In 2009, Schabas wrote: “Shawan Jabarin, the director of Al Haq... has been refused the right to leave the Occupied Territory to travel to the Netherlands to receive the Guezen Medal, on behalf of his organization...
Shawan is a great friend of the Irish Centre for Human Rights....” Later, under the heading of “Shawan Jabarin and Canada’s Rights and Democracy,” Schabas refers to Jabarin as “my dear friend.” (The Canadian government framework was later discovered to have secretly provided funds to Al Haq, as well as to B’tselem, and was subsequently investigated and then shut down.) Schabas also participated in a number of conferences, such as the July 2012 event organized by Al Haq and Diakonia (a radical Swedish church framework that promotes anti-Israel propaganda) entitled: “Annexation Wall: Lessons Learned and Future Strategy.” In November 2005, Schabas spoke in an Al Haq panel entitled: “From Theory to Practice: Upholding International Humanitarian Law in the Occupied Palestinian Territory.”
While Schabas has stated that the “investigation” of Israeli war crimes and the writing of his “report” is almost complete, it is clear that if this document is published, it will be morally stained and lack any legitimacy from the beginning. This stain is not only from the secret PLO consultation relationship, but goes much deeper.
The original UNHRC mandate reflects the inherent bias of a body whose agenda, appointments and sessions are controlled by the 56-nation Islamic bloc in the United Nations. The same was true for the infamous 2009 Goldstone investigation of allegations from the previous Gaza war, which even Judge Richard Goldstone denounced belatedly as lacking legitimacy and credibility.
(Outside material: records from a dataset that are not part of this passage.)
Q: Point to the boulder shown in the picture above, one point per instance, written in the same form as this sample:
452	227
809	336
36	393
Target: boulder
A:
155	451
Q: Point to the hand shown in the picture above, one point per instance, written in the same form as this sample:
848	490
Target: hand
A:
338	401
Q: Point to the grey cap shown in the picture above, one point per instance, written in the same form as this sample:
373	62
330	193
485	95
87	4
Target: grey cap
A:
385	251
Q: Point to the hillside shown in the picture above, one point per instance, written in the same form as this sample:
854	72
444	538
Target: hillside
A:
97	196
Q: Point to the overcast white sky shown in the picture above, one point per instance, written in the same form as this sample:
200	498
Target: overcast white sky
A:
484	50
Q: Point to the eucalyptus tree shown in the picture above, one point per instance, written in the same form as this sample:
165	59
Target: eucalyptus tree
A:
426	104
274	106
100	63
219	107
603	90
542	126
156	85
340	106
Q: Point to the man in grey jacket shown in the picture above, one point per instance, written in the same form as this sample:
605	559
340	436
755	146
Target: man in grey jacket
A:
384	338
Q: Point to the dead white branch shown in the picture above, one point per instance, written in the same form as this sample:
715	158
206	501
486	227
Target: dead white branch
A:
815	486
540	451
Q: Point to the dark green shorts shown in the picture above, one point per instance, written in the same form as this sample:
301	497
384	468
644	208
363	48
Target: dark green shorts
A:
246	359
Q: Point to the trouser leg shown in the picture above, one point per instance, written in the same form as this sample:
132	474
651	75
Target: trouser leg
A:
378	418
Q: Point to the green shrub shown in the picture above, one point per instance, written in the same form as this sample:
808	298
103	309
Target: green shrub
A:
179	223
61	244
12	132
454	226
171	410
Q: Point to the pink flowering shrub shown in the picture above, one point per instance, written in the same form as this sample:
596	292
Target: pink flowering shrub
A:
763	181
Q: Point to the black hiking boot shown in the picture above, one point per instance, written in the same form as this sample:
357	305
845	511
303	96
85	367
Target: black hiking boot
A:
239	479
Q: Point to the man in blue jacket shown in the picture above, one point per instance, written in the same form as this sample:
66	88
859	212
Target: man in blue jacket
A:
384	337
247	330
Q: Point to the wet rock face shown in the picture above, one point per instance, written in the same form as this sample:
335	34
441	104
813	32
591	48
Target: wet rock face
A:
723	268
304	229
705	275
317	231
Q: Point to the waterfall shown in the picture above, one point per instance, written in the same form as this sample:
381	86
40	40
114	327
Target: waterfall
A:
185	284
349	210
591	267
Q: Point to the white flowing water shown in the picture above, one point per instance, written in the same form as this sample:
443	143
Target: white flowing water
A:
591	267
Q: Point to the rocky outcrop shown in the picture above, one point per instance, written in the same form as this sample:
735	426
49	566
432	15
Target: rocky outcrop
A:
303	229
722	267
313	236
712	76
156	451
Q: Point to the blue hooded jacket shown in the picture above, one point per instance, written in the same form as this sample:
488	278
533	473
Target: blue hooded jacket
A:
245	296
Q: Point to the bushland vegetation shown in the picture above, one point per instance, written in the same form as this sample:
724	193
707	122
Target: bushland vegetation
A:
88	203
The appointment of Schabas was designed to succeed where the Goldstone fiasco failed – to produce an indictment of Israel that could be used to promote the opening of case against Israelis in the International Criminal Court. And while his history of bias was well known at the time, and a number of delegates in the UNHRC session criticized both Schabas and the warped mandate, he was approved. (Although the European Union statement denounced the biased mandate, the members of the EU then proceeded to abstain in the vote, rather than taking the principled position and joining the US in voting against this process.) As in many such UN kangaroo courts, the case against Israel by the Schabas Commission was to be based largely on the “evidence” provided by the network of anti-Israel groups claiming a human rights agenda.
Toward this goal, in recent weeks such reports have been published by Amnesty International, Human Rights Watch, B’tselem and others. Although claiming to be investigations, each of these documents are based on a combination of unverifiable Palestinian “testimony” and aspirational international law, meaning that legal principles are invented in order to put Israel “in the dock,” to use Schabas’ terminology.
With so much evidence of failure, any continuation of this pseudo-investigation would only serve to highlight the immoral exploitation of human rights and international law as a weapon to target Israel. In contrast, the demise of the UN’s Schabas Commission would mark the long-delayed end to this farce.
The author is the president of NGO Monitor and professor of political science at Bar-Ilan University.